I eventually got sober after landing in jail, and that was two months before she passed away. That was her dying wish — to see me sober. When she passed, I felt like I could live my life finally. Don’t get me wrong — I love my mom, but while I was taking care of her, I felt like I was drowning and not living my own life.
I had always worked in restaurants and in mills — double shifts at Hamrick Mills and as shift leader at two different Subways — but I realized I wanted to do something more with my life. And that’s how I got back into school.
Why did you decide to go to a technical college?
My mom was a doctor of psychology and taught college classes, and my dad was a truck driver. He ended up making more money than my mother did. So I was like, “Okay, let’s go for a technical field.” Even in my senior year of high school in Florida, I signed up to learn massage therapy at a local technical college because I wanted to have a job to support myself while I was going to college. So technical college was always in my plans.
When I came to Spartanburg Community College, it was because I felt they were people who would accept me as I was. As a 31-year-old woman trying to change her life, it felt a little more accepting. And my favorite part was that they told me that if I kept my grades above a C average, the government was willing to invest in my schooling [through the Workforce Scholarships for the Future program] and pay for school. I had found a college that would invest their time and money into my education, and all I had to do was invest in myself and my education.
How did you decide to get into welding?
I’m still figuring it out, but I eventually want to start my own welding business and work on oil rigs or do underwater welding.
I like the challenge of showing the boys I can do it, too. I can be like, “I don’t care if I’m a girl. I can do it better than you.” That extra bit of challenge — of being a welder that looks like me — makes it interesting to me. I’m fighting for a place in my field and fighting for respect from people who might not want to talk to me because I appear ignorant about the subject.
I also like the feeling of making good welds. It’s a challenge, and you have to have a steady hand. It’s like trying to color in between the lines, while you’re holding up a gun with a heavy rope attached, having to move it all in a straight line while looking through a dark helmet. If you don’t do it perfectly, you’re not going to do a good weld. Plus, I really like the welds I get from TIG welding. They have chameleon colors when you do it right. It’s really pretty.
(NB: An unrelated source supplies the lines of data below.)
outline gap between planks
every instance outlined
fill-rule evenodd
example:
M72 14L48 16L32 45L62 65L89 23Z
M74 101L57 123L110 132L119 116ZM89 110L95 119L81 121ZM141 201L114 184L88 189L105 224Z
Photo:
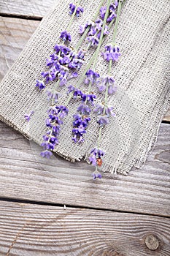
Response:
M166 218L12 202L0 205L1 256L169 256L169 234ZM156 249L147 246L150 236L158 243ZM154 241L149 244L153 246Z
What are your instructors like?
In my first semester, I was doing a plate weld for a test. My teacher looked at it, and it was a 100. But he told me to turn it around and do my welds again. I was like, “What?” But I did them again, and he docked me two points, so it was a 98 instead of a 100.
I think he was trying to show me that you can’t be too cocky, that you’ve always got room for improvement. I was like, “Aw, you knocked me down a notch, but I appreciate it.”
It sounds like the people you met through SCC tried to push you to have success.
Yes, they were so helpful, even when I dropped out of school because of COVID. Even after I got better, I had respiratory problems. Now, I’m a welder, and I work in a mill as a weaver, so there’s a lot of fibers and fumes in what I do. When I went to the doctor, they said I needed to take the stress out of my life or I was going to die.
At the time, I was working 12-hour shifts and going from school to work, five days a week. On the weekends, I was just studying. So to get rid of the stress, I quit my job and I quit school. It took me a while to get better, and when I got my clean bill of health, I wanted to get back into school.
When I quit, I didn’t do it the best way. I was so scared, I didn’t call my teacher or anyone. But SCC welcomed me back. I told them what happened, and they were completely understanding. They told me exactly what I needed to get back into school — it was so easy.
You’ve been through a lot to get to where you are. What are you the proudest of?
I’m most proud that I finally applied myself to school, and that I’ve got straight A’s. In high school, I was a decent student, but I never tried. Now, I’m finding out that I’m a go-getter. I never noticed it until I needed to do things myself, but I get it now.